Każdego z nas dotyka ból.. Bez wyjątków.
Niekiedy jest to mocne uderzenie, lecz czasami te wszystkie uczucia po nas spływają jak `niby nigdy nic.`
A jak postąpimy gdy dotknie nas zdrada od drugiej osoby ?
Czy będzie nam tak zależeć na tej osobie, że od razu wybaczymy jej wszystko ?
Może będziemy krzyczeć i rzucać telefonem ? jak w moim przypadku.. :D
Albo po prostu wyrzucimy tę osobę ze swojego serca i z dumą pójdziemy sami przed siebie?
Mamy dwa rodzaje zdrady:
-fizyczna
-psychiczna
Jeśli ktoś zdradzi nas fizycznie, moglibyśmy od razu mu wybaczyć.
Tylko musimy wiedzieć w jakim przypadku się to stało.
Alkohol, narkotyki.. większości nie pamiętamy jeśli to przedawkujemy.
Po prostu jesteśmy nie świadomi tego, co robimy.

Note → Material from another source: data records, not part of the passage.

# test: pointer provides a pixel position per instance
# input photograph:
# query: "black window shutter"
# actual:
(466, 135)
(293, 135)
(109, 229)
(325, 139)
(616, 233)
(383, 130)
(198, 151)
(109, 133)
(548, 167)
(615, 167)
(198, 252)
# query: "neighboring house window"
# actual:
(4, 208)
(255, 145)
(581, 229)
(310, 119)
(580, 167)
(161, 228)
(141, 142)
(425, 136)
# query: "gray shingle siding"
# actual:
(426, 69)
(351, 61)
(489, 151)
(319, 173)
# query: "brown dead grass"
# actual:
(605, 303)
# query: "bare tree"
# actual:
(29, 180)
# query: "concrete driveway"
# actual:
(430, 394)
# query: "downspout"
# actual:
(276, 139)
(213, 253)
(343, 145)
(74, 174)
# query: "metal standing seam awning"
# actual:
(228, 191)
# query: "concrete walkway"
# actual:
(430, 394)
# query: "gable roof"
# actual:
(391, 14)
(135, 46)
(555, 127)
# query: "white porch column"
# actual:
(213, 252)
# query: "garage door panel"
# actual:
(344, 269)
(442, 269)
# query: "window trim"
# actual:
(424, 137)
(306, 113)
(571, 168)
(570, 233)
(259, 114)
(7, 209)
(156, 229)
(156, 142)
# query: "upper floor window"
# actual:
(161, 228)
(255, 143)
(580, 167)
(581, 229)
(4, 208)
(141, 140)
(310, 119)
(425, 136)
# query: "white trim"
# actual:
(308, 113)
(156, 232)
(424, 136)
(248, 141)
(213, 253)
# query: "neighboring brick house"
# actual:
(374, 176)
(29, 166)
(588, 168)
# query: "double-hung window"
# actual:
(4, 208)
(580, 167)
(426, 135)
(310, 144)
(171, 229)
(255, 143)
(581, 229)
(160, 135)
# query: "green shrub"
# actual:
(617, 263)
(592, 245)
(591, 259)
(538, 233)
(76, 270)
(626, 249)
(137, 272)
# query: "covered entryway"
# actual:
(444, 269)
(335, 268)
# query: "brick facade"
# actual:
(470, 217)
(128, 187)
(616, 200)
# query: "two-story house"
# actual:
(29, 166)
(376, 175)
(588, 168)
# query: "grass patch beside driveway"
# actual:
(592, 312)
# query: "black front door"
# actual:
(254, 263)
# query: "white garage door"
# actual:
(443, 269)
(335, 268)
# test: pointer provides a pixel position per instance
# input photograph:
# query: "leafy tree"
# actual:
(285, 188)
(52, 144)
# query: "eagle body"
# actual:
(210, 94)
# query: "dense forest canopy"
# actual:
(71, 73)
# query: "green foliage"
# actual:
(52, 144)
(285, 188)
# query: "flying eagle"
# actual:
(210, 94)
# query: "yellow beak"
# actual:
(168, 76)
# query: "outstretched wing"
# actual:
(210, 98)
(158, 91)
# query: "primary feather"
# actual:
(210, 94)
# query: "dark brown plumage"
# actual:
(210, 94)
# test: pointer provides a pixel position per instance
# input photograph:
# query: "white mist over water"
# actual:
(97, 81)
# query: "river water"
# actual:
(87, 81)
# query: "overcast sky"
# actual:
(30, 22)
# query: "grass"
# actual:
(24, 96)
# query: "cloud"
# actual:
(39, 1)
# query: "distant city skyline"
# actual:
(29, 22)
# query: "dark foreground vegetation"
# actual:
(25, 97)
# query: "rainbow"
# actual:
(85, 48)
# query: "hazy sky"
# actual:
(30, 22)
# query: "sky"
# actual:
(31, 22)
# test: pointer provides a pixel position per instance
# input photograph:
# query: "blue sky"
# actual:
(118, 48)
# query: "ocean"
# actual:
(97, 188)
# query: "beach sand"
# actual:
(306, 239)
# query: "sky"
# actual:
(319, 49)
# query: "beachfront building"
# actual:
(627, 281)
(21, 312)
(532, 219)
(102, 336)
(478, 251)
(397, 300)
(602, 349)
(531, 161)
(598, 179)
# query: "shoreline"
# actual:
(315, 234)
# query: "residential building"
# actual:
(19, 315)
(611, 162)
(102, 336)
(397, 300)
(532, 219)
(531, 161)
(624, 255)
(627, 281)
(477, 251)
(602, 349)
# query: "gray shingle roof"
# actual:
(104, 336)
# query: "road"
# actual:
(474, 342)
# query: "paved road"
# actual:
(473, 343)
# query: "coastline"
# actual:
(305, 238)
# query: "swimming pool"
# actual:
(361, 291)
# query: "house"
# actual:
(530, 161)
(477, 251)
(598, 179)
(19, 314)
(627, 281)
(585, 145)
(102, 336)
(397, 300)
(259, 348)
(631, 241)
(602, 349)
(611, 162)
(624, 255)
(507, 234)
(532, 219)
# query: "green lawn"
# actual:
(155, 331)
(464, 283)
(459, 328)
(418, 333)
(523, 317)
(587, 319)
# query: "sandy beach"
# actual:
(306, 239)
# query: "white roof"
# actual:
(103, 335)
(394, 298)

Ktoś może nas nawet wykorzystać, lub to my jego.
Gdyby mnie spotkała zdrada w takich sytuacjach.. co bym zrobiła ?
Na pewno bym wybaczyła. I to od razu.
Dlaczego?
Bo jeśli ktoś był pod wpływem czegoś lub kogoś to raczej by nie zrobił by tego sam od siebie.
Jeśli zdrada nastąpiła z chęcią od człowieka na którym nam zależy.. to będzie trudniej.
Możemy mu zrobić awanturę i wyprowadzić się na kilka dni.
Z mieszkania, a nawet i z serca.
Ale czy to będzie koniec ?
Jeśli zbudujemy związek na szczerości i zaufaniu moglibyśmy pomyśleć nad następną szansą.
Chyba każdy może ją dostać.. każdy popełnia błędy i powinien otrzymać jakąś ulgę.
Przecież jesteśmy tylko ludźmi ;))
Jeśli się uda, jest to zapewne osoba do której naprawdę pasujemy.
Jeśli nie, możliwe że to wszystko mogło być błędem.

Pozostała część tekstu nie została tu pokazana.